A magazine for friends of the Warren Alpert Medical School of Brown University.

Dapper Don


An oncologist tackles tough topics with flair.

Anyone scrolling through the social media feeds of Don Dizon, MD, would have two takeaways: he’s a compassionate, thoughtful oncologist; and he’s got style.

The professor of medicine and of surgery records short videos of himself tying a bow tie or modeling a showstopping suit, while narrating an anecdote about patient autonomy or clinical trials, or the language physicians use when talking to and about their patients.

“It’s very me,” he says. “I like telling stories. But I also like fashion.”

Dizon joined Twitter in 2012 when he became a committee chair at the American Society of Clinical Oncology, and quickly discovered the platform’s networking potential. But he also felt a responsibility, as a medical professional, to combat misinformation—years before the COVID pandemic.

“You can reach people almost on an individual basis, and help change minds about their own health,” Dizon says.

Twitter’s character limit has helped him be more precise and concise when talking to patients. “If I thought your cancer progressed, I could wax poetic for hours,” he says. “Or I could just say … it’s gotten worse.”

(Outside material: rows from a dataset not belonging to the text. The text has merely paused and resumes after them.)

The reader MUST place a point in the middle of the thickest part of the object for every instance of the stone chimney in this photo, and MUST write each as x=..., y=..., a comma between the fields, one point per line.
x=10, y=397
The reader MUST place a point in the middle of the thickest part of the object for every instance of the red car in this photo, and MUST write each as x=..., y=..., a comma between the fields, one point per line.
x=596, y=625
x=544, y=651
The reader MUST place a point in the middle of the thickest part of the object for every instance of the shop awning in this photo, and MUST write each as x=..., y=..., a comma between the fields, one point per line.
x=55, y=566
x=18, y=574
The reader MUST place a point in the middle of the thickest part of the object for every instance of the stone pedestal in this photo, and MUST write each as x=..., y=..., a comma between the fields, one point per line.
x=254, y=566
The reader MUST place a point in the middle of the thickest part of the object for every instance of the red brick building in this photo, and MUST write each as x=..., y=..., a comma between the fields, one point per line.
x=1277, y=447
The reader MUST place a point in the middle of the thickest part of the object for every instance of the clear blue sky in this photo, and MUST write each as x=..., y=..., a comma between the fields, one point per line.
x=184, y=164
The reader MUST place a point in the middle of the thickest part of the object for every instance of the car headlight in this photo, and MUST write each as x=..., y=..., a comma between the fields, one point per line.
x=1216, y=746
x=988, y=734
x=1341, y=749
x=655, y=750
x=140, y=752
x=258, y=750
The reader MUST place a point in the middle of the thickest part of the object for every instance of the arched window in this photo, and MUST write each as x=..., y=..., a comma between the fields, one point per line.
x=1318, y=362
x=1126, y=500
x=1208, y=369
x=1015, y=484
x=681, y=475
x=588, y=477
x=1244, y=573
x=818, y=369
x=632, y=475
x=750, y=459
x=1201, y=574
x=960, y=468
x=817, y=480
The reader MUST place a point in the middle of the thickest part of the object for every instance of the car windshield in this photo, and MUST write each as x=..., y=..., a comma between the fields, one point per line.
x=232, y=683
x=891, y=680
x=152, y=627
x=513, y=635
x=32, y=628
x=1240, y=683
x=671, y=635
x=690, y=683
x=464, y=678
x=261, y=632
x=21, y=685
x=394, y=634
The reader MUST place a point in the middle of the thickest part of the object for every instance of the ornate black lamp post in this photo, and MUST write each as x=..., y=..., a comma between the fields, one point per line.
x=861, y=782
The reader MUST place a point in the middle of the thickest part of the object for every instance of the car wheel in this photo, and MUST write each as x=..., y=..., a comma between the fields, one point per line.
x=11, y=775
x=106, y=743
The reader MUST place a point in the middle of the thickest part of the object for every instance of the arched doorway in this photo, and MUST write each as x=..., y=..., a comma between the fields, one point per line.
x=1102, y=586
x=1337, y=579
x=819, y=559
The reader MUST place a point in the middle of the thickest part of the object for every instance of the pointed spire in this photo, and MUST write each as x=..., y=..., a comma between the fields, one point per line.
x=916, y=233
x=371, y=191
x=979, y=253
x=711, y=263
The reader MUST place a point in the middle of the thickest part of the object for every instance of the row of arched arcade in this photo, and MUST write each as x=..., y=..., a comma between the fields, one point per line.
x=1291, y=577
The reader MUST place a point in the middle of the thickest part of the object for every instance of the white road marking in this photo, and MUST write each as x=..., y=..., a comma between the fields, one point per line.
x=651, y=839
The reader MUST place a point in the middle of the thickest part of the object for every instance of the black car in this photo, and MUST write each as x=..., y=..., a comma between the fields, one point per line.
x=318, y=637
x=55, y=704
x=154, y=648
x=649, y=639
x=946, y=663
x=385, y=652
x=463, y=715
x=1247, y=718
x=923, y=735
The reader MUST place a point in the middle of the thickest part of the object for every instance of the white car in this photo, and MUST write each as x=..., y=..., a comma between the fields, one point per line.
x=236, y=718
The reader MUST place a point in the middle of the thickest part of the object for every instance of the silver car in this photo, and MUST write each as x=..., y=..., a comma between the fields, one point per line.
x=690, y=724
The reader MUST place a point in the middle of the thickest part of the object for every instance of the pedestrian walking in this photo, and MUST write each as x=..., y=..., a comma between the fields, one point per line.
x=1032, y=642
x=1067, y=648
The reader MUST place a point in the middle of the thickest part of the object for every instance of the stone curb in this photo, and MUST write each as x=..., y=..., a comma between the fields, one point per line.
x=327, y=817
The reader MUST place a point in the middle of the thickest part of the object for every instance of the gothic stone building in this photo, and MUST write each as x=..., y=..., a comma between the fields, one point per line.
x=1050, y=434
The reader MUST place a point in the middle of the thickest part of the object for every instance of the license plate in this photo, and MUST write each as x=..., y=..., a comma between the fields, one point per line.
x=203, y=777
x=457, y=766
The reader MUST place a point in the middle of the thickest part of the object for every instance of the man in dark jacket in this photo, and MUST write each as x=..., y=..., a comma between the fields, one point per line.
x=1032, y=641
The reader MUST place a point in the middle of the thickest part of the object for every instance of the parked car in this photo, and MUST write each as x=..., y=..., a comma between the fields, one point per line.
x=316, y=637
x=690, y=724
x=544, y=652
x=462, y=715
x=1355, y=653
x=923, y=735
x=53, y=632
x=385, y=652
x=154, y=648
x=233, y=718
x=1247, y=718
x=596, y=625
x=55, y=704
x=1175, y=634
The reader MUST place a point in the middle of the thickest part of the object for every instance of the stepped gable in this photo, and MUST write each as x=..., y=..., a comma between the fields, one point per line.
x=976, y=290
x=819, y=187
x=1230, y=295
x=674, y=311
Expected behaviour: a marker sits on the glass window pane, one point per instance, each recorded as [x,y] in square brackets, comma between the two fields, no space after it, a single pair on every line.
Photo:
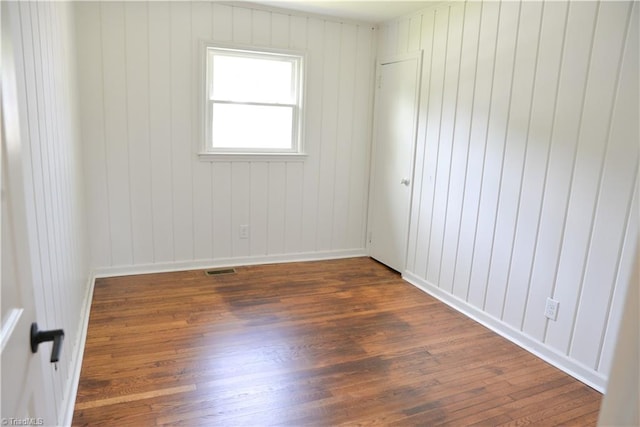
[252,126]
[243,79]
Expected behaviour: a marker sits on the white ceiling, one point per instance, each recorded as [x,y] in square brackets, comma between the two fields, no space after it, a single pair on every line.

Feedback on social media also persuaded him to change his title. After Dizon wrote about a trans male patient with ovarian cancer, a reader suggested that calling himself a gynecologic oncologist was limiting. “I never really thought about that,” Dizon admits.

He’s now the director of pelvic malignancies at the Lifespan Cancer Institute. When some objected that the title defeminizes his field, Dizon pushed back: “We detract from no one by being more inclusive.”

Dizon’s 20-year-old daughter was big into Snapchat in high school, so he tried it too. “I never got the hang of it, never understood it, and still don’t understand it,” he laughs.

As vice chair for diversity, equity, inclusion, and professional integrity at SWOG Cancer Research Network, Dizon is working to broaden its membership, leadership, and clinical trial participation. “It’s a big job,” he says.

When trolls target health care workers on social media, “it’s easier to call out these baseless attacks on things like TikTok, where you can make a response video, [than]on Twitter,” Dizon says.

Dizon says his 14-year-old twins got him into thrifting. “If there’s anything I want people to take away, it’s that you don’t have to spend a lot of money on your sense of style.”

Suit from YesStyle; scarf by Armani; shirt by Postmarc; shoes from eBay; glasses by Cleo Nicci; watch by Tsikolia.